It was an explosion that reverberated across the country – and into the very heart of early-20th-century America. On the morning of October 1, 1910, the walls of the Los Angeles Times Building buckled as a thunderous detonation sent men, machinery, and mortar rocketing into the night air. When at last the wreckage had been sifted and the hospital triage units consulted, 21 people were declared dead and dozens more injured. But as it turned out, this was just a prelude to the devastation that was to come.
In American Lightning, acclaimed author Howard Blum masterfully evokes the incredible circumstances that led to the original “crime of the century” – and an aftermath more dramatic than even the crime itself.
With smoke still wafting up from the charred ruins, the city’s mayor reacts with undisguised excitement when he learns of the arrival, only that morning, of America’s greatest detective, William J. Burns, a former Secret Service man who has been likened to Sherlock Holmes. Surely Burns, already world famous for cracking unsolvable crimes and for his elaborate disguises, can run the perpetrators to ground.

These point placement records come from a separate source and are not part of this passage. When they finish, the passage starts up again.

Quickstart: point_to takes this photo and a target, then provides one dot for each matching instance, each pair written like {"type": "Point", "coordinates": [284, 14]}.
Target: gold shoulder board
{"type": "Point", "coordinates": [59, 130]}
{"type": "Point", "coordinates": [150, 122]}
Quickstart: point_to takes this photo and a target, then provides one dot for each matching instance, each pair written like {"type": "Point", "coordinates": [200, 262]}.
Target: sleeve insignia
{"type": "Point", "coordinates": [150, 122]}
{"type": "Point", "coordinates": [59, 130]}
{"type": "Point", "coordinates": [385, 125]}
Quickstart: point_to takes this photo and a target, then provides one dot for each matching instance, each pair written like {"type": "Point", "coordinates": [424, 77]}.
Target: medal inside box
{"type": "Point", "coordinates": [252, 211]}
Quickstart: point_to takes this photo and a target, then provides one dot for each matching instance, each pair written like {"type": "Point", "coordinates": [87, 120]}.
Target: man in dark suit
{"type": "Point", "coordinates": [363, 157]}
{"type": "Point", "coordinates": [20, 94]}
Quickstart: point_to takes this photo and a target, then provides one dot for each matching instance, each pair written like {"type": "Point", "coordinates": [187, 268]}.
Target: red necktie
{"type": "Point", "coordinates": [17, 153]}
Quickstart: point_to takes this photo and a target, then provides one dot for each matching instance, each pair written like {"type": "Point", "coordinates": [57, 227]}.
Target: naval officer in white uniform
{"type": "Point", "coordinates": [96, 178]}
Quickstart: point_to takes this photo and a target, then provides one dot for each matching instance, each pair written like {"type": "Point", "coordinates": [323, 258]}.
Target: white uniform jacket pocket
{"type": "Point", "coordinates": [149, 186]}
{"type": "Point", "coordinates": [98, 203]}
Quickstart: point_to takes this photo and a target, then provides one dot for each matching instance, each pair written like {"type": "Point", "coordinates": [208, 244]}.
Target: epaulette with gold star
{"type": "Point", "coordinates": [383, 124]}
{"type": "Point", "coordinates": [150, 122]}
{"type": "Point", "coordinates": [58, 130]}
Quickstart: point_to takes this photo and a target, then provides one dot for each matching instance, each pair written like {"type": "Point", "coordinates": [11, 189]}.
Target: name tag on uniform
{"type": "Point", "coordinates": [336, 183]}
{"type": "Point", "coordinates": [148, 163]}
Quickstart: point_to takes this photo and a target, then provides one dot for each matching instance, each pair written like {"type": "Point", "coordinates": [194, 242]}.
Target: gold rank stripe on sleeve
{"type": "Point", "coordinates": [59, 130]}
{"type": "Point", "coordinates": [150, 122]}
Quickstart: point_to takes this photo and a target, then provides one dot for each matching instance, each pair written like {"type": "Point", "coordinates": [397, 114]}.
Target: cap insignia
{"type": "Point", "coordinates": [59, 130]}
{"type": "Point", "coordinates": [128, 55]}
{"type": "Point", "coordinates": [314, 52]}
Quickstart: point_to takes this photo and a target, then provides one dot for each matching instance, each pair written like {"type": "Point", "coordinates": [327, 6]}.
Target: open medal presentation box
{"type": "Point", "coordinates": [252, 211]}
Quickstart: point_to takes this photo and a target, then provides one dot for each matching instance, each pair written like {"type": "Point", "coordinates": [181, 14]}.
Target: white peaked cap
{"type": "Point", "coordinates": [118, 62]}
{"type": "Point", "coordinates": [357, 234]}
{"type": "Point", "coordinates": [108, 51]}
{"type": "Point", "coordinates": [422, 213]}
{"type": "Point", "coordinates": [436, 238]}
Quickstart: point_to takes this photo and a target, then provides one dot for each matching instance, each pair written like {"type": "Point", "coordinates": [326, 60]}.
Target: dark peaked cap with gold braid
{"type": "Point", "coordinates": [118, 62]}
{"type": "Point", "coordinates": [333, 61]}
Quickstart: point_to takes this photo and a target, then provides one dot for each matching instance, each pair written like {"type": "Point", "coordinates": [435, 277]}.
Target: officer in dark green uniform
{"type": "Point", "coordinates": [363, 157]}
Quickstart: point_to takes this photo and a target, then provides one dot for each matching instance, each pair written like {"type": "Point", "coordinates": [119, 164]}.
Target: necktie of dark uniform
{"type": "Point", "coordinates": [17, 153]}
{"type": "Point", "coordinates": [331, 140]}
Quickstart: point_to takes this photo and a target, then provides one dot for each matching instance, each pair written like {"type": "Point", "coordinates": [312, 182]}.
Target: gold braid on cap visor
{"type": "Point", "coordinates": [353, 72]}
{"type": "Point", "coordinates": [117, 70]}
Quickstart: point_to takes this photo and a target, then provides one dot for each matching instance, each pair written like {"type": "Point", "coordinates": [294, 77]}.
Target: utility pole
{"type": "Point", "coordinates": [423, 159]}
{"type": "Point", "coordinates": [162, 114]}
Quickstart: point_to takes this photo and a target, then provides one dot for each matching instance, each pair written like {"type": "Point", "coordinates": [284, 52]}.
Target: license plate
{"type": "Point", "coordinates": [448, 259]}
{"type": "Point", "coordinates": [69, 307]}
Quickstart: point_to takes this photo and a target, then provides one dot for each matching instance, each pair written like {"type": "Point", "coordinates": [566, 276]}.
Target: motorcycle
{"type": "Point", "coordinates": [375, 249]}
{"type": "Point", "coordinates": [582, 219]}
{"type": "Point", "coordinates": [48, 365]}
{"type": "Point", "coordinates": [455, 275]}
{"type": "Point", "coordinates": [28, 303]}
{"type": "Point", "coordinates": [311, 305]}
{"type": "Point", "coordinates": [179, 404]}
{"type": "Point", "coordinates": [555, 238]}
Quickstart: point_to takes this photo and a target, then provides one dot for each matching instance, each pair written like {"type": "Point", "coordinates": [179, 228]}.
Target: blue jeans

Through the work of many months, snowbound stakeouts, and brilliant forensic sleuthing, the great investigator finally identifies the men he believes are responsible for so much destruction. Stunningly, Burns accuses the men – labor activists with an apparent grudge against the Los Angeles Times‘ fiercely anti-union owner – of not just one heinous deed but of being part of a terror wave involving hundreds of bombings.
Simultaneously offering the absorbing listening experience of a can’t-put-it-down thriller and the perception-altering resonance of a story whose reverberations continue even today, American Lightning is a masterpiece of narrative nonfiction.